Like that wildly popular U.K. import, Waking Ned Devine
has a terrific ensemble cast composed of no actor American audiences are likely to recognize (Bannen was in Flight of the Phoenix
way back in 1966), lilting accents, and nude men doing remarkably silly things in the name of money. Unfortunately, it's not all that (though, come to think of it, The Full Monty
wasn't really all that, either). Predicated on the slimmest of notions, this debut by Jones is so cuddly-cute in its desire to be pleasing that it's all but transparent; what you can see of it is cobbled together out of some decidedly rancorous clichés. In Waking Ned Devine,
the Irish are dual-fisted, opportunistic whiskey machines out to score the big haul in the name of village solidarity. They're also wildly funny, eccentric, and lovable. These polar extremes are not mutually exclusive in Jones' world, obviously. It's a County Cork crock, to be sure, but Jones and his cast serve it up in high style, milking it for all it's worth. Bannen and Kelly play Jackie O'Shea and Michael Sullivan, a pair of aging Irish scalawags who wend their way through their twilight years sunning themselves on the rocky beaches of their Tully More home and playing -- as does everyone else -- the Irish National Lottery. When a local resident -- the elderly and besainted Ned Devine -- arrives at the winning combination and then promptly expires, the men take it upon themselves to liberate the ticket from the deceased, defraud the lottery board, and share the winnings among the 52 assorted townspeople. Chaos, as they say, ensues. On its face, the film has a touch of the old Ealing comedies about it, but for all the mugging and blarney and frothy pints of Guinness, Waking Ned Devine
is as thin as old David Kelly's sunken chest. At its worst, it reinforces those hoary Emerald Isle stereotypes of the scheming, drunken Irishman; at its best, it's an ingratiating, weepy testament to the resourcefulness of those zany Irish. Either way, it's not really all that much. It does, however, have some wonderful turns from both Bannen and Kelly, as well as Dromey as the town's reviled curmudgeon.
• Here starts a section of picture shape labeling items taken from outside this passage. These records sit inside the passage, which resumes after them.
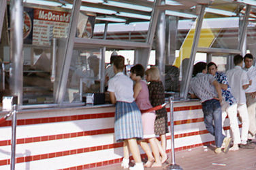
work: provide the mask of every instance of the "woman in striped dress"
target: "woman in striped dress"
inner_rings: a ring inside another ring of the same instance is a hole
[[[143,137],[141,112],[133,98],[133,81],[123,72],[125,58],[118,56],[114,61],[115,76],[108,82],[110,101],[116,104],[114,136],[116,142],[124,142],[122,167],[129,167],[129,150],[135,160],[131,170],[144,170],[137,140]]]

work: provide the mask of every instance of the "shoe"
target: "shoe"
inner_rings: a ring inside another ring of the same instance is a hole
[[[254,149],[255,146],[247,143],[246,144],[240,144],[239,148],[243,149]]]
[[[221,153],[221,148],[216,148],[214,150],[214,152],[217,154]]]
[[[229,151],[230,147],[231,137],[225,137],[223,140],[223,143],[225,144],[225,148],[223,152],[227,153]]]
[[[247,143],[249,144],[253,144],[253,140],[248,139]]]
[[[132,167],[129,168],[129,170],[144,170],[143,163],[135,163]]]
[[[129,168],[129,158],[123,158],[123,161],[121,163],[121,167],[123,168],[123,169]]]

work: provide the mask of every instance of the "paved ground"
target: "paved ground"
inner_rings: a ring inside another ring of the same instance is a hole
[[[256,140],[254,140],[256,146]],[[184,170],[187,169],[229,169],[229,170],[256,170],[256,148],[240,149],[238,151],[229,151],[227,153],[215,154],[212,146],[202,146],[189,150],[178,151],[175,153],[177,165]],[[171,154],[169,154],[170,163],[172,162]],[[114,164],[91,170],[121,170],[121,164]],[[145,170],[170,169],[167,164],[161,168],[145,168]]]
Jones, to his credit, directs with a sure hand and makes the most of some of the world's most gorgeous geography, filling downtime (of which there is little -- the film boasts some superb editing) with sweeping, panoramic shots of the rugged Isle of Man coastline (where the film was shot despite its Irish setting), velvet green cliffs rushing to meet the crashing breakers below. Sodden, middle-of-the-lane humor of this sort has never bothered me before -- I just think perhaps the Irish might enjoy being the subject of a film with slightly less alcohol and a smidgen more honesty to it for once.